Not foolish at all. "Shook" is the past participle of "shake", a perfectly common word. "Ghook" is not a word I'm familiar with. However, I agree that the first letter does look more like a 'g' than an 's'.
On 10/7/07, Soo Reams soo@sooreams.com wrote:
At the risk of sounding foolish, isn't "shook" a rather common word and "ghook", well, not a word at all?
Er, right, "shook" is quite a common word. I wasn't thinking of past-tense verbs when I read it, somehow.
On Sun, Oct 07, 2007 at 11:47:30PM +0100, Soo Reams wrote:
Simetrical wrote:
On 10/7/07, Platonides Platonides@gmail.com wrote:
It has been discussed here before about the captchas which are too hard to pass. However, without samples. Today i found one of these captchas. I read ghooktrust but mediawiki didn't agree. The first letter could be a 5, but we don't use numbers. So i now finally noticed it might be an s
Well, the captcha always consists of two words concatenated together, I do believe. "Shook" is a rather obscure word, however. Perhaps the dictionary could be made less comprehensive. Although that brings us back to non-English speakers, who won't be helped at all.
At the risk of sounding foolish, isn't "shook" a rather common word and "ghook", well, not a word at all?
Well, shook is a reasonably common word *in English*
But that's *Hebrew* around it, no?
Cheers, -- jra
On 10/7/07, Simetrical Simetrical+wikilist@gmail.com wrote:
On 10/7/07, Platonides Platonides@gmail.com wrote:
It has been discussed here before about the captchas which are too hard to pass. However, without samples. Today i found one of these captchas. I read ghooktrust but mediawiki didn't agree. The first letter could be a 5, but we don't use numbers. So i now finally noticed it might be an s
Well, the captcha always consists of two words concatenated together, I do believe. "Shook" is a rather obscure word, however. Perhaps the dictionary could be made less comprehensive. Although that brings us back to non-English speakers, who won't be helped at all.
It could be either, yes, looking at it. But if you refresh it gives you a different captcha, right?
We should change to random characters: Using dictionary words, even a 'secret' dictionary, substantially reduces the entropy of the captchas. Yes, the dictionary makes the captcha easier for humans but it's an even bigger help to computers which can fit much more accurate state transition models in their memory.
The goal of the captcha should be to maximize the gap between humans and computers, the goal should not be to be maximally hard.
Right now our captcha is weak by standard wisdom: the characters are too easily segmented. A tuned copy of the tesseract 2.0 OCR without any statistical modeling can recognize about 25% the letters in most of the Wikimedia captchas. Thats still pretty far from cracking it, but I bet someone skilled at captcha cracking wouldn't have too hard a time.

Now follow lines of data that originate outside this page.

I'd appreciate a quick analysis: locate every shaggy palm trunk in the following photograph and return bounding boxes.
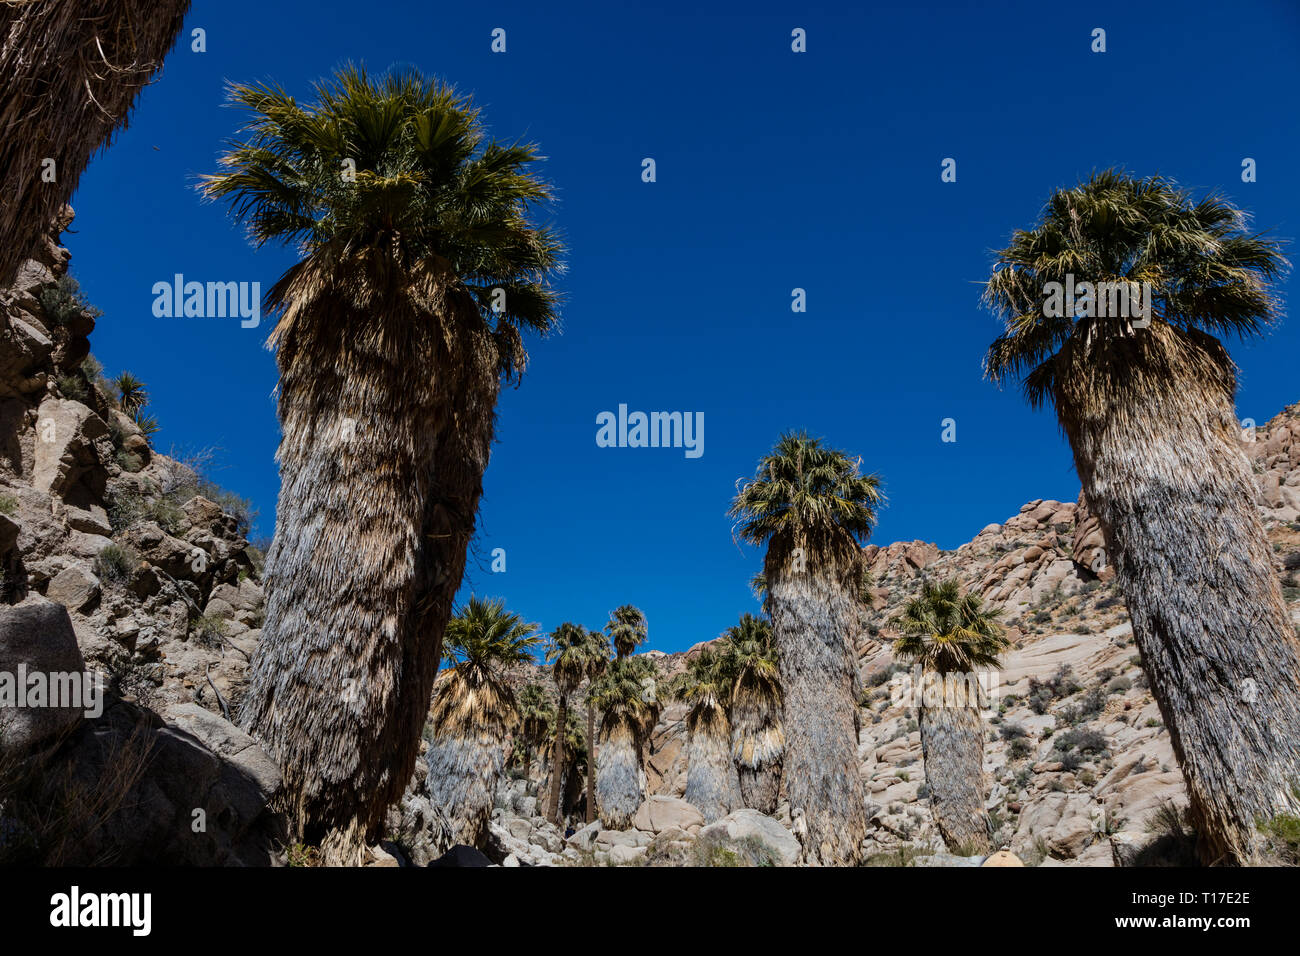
[1056,324,1300,865]
[768,553,868,865]
[918,696,991,854]
[684,705,740,823]
[241,294,498,865]
[0,1,191,285]
[596,718,642,829]
[424,728,506,848]
[585,704,597,824]
[731,686,783,814]
[548,695,568,825]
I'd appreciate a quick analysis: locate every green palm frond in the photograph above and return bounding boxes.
[716,613,781,710]
[200,64,564,380]
[434,595,540,735]
[589,656,661,739]
[606,604,648,659]
[891,578,1009,676]
[982,169,1288,408]
[544,621,591,696]
[730,431,885,570]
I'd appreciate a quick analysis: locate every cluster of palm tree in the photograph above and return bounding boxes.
[17,10,1296,866]
[665,613,786,822]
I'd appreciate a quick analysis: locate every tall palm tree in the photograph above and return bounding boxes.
[579,627,611,825]
[983,170,1300,864]
[590,656,661,828]
[203,66,562,863]
[513,683,553,785]
[667,647,740,823]
[606,604,648,659]
[424,596,539,847]
[543,622,588,826]
[729,431,883,865]
[893,578,1007,854]
[0,0,192,286]
[716,613,784,813]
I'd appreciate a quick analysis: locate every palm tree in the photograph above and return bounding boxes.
[590,656,661,828]
[514,683,553,784]
[0,0,192,286]
[983,169,1300,864]
[716,613,784,813]
[893,578,1007,854]
[424,597,539,847]
[729,431,883,865]
[113,372,148,416]
[544,622,588,826]
[667,647,740,823]
[202,66,562,863]
[606,604,648,659]
[579,628,610,825]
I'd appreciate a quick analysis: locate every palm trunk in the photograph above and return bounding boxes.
[731,684,784,814]
[918,695,991,854]
[684,705,740,823]
[596,718,641,828]
[1056,324,1300,864]
[549,695,567,825]
[240,292,498,865]
[424,728,505,848]
[585,703,597,825]
[768,555,868,865]
[0,1,192,285]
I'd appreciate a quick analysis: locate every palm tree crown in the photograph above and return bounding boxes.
[716,613,781,708]
[667,648,729,720]
[545,622,593,696]
[200,64,563,379]
[893,579,1008,676]
[730,431,884,569]
[590,656,661,737]
[606,604,648,659]
[982,169,1287,408]
[432,596,540,733]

The captcha generator is a really simple python script that is easy and fun to modify. I made a copy here that distorts the text less but packs the characters closer together and adds a wiggly connecting line which is popular these days. The result is easier to read, making the use of mostly random characters acceptable and it completely defeats tessearct ... but I can't prove that it's not massively less secure against some other attack so I haven't proposed that we use it. :(
Gregory Maxwell wrote:
On 10/7/07, Simetrical Simetrical+wikilist@gmail.com wrote:
On 10/7/07, Platonides Platonides@gmail.com wrote:
It has been discussed here before about the captchas which are too hard to pass. However, without samples. Today i found one of these captchas. I read ghooktrust but mediawiki didn't agree. The first letter could be a 5, but we don't use numbers. So i now finally noticed it might be an s
Well, the captcha always consists of two words concatenated together, I do believe. "Shook" is a rather obscure word, however. Perhaps the dictionary could be made less comprehensive. Although that brings us back to non-English speakers, who won't be helped at all.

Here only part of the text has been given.